Samedi 28 Janvier 2023 à 20h

Cinéma Jean-Paul Belmondo (ex-Mercury) – 16 place Garibaldi – Nice

Documentaire de Verena Paravel et Lucien Castaing-Taylor, France, 2022, 1h58

Il y a cinq siècles l’anatomiste André Vésale ouvrait pour la première fois le corps au regard de la science. De Humani Corporis Fabrica ouvre aujourd’hui le corps au cinéma. On y découvre que la chair humaine est un paysage inouï qui n’existe que grâce aux regards et aux attentions des autres. Les hôpitaux, lieux de soin et de souffrance, sont des laboratoires qui relient tous les corps du monde…

Notre article

par Josiane Scoleri

De Humani Corporis Fabrica est très certainement un des films les plus détonants du festival de Cannes l’an dernier, toutes sélections confondues. Un film qui a l’ambition de nous montrer le corps humain comme on ne l’a jamais vu et qui réussit son pari sans l’ombre d’un doute. Un film qui a aussi beaucoup divisé la critique, souvent pour des raisons différentes, voire diamétralement opposées. C’est en soi un signal à ne pas négliger. Il faut dire que les deux co-réalisateurs sont anthropologues de formation (et de métier). Ceci explique sans doute cela, tout au moins en partie. Le film est en effet avant tout de nature sociologique, portant un regard qui vise à englober le plus largement possible tous les aspects de la planète hôpital sans négliger pour autant la forme purement cinématographique de l’objet. Des rondes du personnel de sécurité aux aide-soignantes, des malades aux chirurgiens, de l’accouchement à la morgue, la «fabrique du corps humain» est emboîtée dans l’usine de la santé à la manière des poupées russes. En cela, Verena Paravel et Lucien Chastaing-Taylor sont sans doute les héritiers de la méthode Wiseman, sans aller cependant comme lui jusqu’à démonter tous les rouages de l’institution : pas de Conseil d’Administration, pas de responsables politiques des Hôpitaux de Paris, pas de discussions budgétaires, etc… Le propos du film est plutôt de rester au plus près du quotidien et de nous faire pénétrer d’un seul mouvement à l’intérieur de l’hôpital comme du corps humain.
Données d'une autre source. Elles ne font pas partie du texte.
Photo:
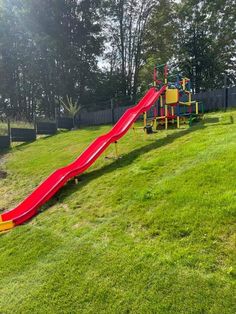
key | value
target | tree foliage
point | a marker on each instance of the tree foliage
(92, 50)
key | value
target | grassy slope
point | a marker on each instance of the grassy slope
(150, 233)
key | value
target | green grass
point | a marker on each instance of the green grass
(152, 232)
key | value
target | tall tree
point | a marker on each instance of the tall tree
(206, 42)
(127, 23)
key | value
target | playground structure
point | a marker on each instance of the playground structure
(175, 105)
(165, 97)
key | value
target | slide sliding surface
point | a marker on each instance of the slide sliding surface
(29, 207)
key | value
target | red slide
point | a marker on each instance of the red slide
(29, 207)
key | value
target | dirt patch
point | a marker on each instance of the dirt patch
(3, 174)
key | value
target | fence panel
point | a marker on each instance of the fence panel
(96, 118)
(212, 100)
(23, 135)
(65, 123)
(5, 142)
(47, 128)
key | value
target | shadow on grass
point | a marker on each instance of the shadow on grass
(126, 160)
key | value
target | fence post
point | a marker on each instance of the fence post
(225, 93)
(112, 111)
(9, 130)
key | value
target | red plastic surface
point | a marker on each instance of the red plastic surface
(29, 207)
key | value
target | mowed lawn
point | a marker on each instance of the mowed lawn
(152, 232)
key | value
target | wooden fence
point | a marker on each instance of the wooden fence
(219, 99)
(30, 134)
Les images scientifiques ont très vite fait irruption dans l’histoire du cinéma et ont toujours fasciné aussi bien le public que les cinéastes eux mêmes. (cf les films du chirurgien Eugène Doyen dès 1898 destinés à l’Académie et montrés dans les fêtes foraines). Souvent conçu à des fins pédagogiques ou illustratives, le film scientifique devient véritablement du cinéma – du cinématographe aurait dit Godard- à partir du moment où il existe en tant qu’image, au-delà de sa signification strictement utilitaire. C’est ce que réussit le duo Paravel-Chastaing en nous donnant à voir non seulement les incroyables images de coupes tissulaires qui surgissent comme autant de tableaux abstraits et évoquent immanquablement les peintures des Aborigènes australiens ou ces images d’échographie en 3D qui pulsent au plus près de la vie elle-même.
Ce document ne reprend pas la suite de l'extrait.